Charles A. Vandewiele, 1917-2013: Typesetter a leader in his union at The Blade

4/12/2013
BY MARK ZABORNEY
BLADE STAFF WRITER
Vandewiele
Vandewiele

LAMBERTVILLE — Charles A. Vandewiele, a typesetter by trade who was longtime secretary-treasurer of his union local when it was the largest unit at The Blade and who administered its health and welfare fund, died April 4 in Aspen Grove nursing home in Lambertville. He was 95.

He had pancreatic cancer, said John Hrivnyak, his son-in-law. Retirees of Toledo Typographical Union Local 63, or their survivors, continued to phone him for guidance until days before his death.

“They counted on him,” Mr. Hrivnyak said.

Mr. Vandewiele retired in 1988.

He was born June 25, 1917, in Detroit to Honorine and Camiel Vandewiele and grew up in a Belgian-American neighborhood on the city’s east side. His parents were Flemish and when he was 9 moved the family back to Wingene, Belgium. He learned to be a printer in school. He was in the Belgian Army as World War II started, but the military surrendered within days of Germany’s May, 1940, invasion. He wasn’t taken prisoner and instead was allowed to care for his mother and work, Mr. Hrivnyak said.

After the war, Mr. Vandewiele returned with his wife to the United States. He still had family in Detroit and relations in northern Ohio, so they settled in the Toledo area.

“He was always a risk taker, and rolling the dice without a job was not shocking for him,” Mr. Hrivnyak said. “It was a giant leap of faith for his wife, who was pregnant with my wife.”

He joined Local 63, which represented printers at The Blade and the former Toledo Times and at print shops. By the early 1950s, he was working in the newspapers’ composing room at a Linotype, a mammoth machine that set type in hot lead. For much of his career, though, he was Local 63 secretary-treasurer, a position to which members re-elected him for decades.
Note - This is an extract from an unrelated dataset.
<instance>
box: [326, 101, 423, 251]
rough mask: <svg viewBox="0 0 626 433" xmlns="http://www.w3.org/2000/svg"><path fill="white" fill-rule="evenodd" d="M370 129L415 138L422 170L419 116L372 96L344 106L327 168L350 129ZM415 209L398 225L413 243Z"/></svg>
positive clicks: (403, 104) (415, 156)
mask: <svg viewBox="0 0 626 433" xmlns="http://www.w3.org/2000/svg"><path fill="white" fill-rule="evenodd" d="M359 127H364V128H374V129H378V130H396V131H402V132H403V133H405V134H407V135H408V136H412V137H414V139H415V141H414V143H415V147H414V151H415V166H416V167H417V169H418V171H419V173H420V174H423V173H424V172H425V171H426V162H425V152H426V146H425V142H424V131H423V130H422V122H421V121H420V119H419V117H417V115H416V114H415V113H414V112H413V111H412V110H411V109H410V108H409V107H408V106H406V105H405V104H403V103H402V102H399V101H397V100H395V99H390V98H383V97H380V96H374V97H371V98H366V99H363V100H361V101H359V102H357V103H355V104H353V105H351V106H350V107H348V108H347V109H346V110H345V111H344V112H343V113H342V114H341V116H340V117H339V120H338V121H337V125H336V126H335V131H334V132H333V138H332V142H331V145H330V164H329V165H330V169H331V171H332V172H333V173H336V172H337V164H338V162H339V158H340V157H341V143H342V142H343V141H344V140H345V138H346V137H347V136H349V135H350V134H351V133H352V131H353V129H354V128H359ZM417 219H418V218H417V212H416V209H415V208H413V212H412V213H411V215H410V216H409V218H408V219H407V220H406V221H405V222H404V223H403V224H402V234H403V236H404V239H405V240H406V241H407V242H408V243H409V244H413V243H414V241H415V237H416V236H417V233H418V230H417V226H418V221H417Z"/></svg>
“Charlie knew everything about bookkeeping. He knew everything about insurance, anything you wanted to know about taxes,” said Jim Adams, a Blade retiree and a former Local 63 board member who started as a printer. “He was a gentleman, probably the nicest guy I met in my years in the union.”
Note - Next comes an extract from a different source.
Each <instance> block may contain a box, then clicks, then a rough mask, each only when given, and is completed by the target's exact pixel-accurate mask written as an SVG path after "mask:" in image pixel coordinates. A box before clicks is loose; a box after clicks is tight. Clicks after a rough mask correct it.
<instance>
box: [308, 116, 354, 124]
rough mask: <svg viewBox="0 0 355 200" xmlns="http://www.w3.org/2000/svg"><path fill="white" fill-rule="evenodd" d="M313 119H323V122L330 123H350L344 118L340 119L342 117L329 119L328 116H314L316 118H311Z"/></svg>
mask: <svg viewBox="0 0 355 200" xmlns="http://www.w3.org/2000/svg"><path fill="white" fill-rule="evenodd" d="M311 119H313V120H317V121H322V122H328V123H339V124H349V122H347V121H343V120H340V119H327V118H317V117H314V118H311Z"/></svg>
In the early 1970s, Mr. Vandewiele took on additional duties as administrator of the health and welfare fund that served Local 63 members at The Blade. That became, when he retired, part of the health and welfare trust fund that served the other unions.

“He came to be my mentor and my friend,” said Al Espen, who in 1997 became administrative manager of the newspaper unions-Blade trust funds. “He was such an organized guy.”
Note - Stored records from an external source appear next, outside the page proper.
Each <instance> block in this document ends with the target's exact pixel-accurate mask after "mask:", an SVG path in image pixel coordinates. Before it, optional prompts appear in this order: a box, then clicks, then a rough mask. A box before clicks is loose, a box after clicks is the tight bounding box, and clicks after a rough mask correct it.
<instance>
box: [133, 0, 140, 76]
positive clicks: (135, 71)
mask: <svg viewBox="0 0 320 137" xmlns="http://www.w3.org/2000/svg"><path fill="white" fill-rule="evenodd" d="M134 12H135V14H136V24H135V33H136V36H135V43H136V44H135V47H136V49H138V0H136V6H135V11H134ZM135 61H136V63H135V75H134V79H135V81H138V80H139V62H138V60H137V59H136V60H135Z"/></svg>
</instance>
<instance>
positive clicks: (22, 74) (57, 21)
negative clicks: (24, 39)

Mr. Vandewiele was a longtime Oregon resident and a former volunteer firefighter there. He was a former member of St. Ignatius Church.

He and his wife, Rachel, married June 14, 1947. She died Aug. 31, 2011.

Surviving are his daughters, Rita Hrivnyak and Maria Horn, and four grandchildren.

Visitation will be 3-8 p.m. today in the Michael W. Pawlak Funeral Home, Temperance, with a Scripture service at 7 p.m. Funeral services will be at 1 p.m. Saturday in St. Anthony Church, Temperance, where he was a member and where visitation is to begin at noon.

The family suggests tributes to the American Cancer Society or the Alzheimer’s Association.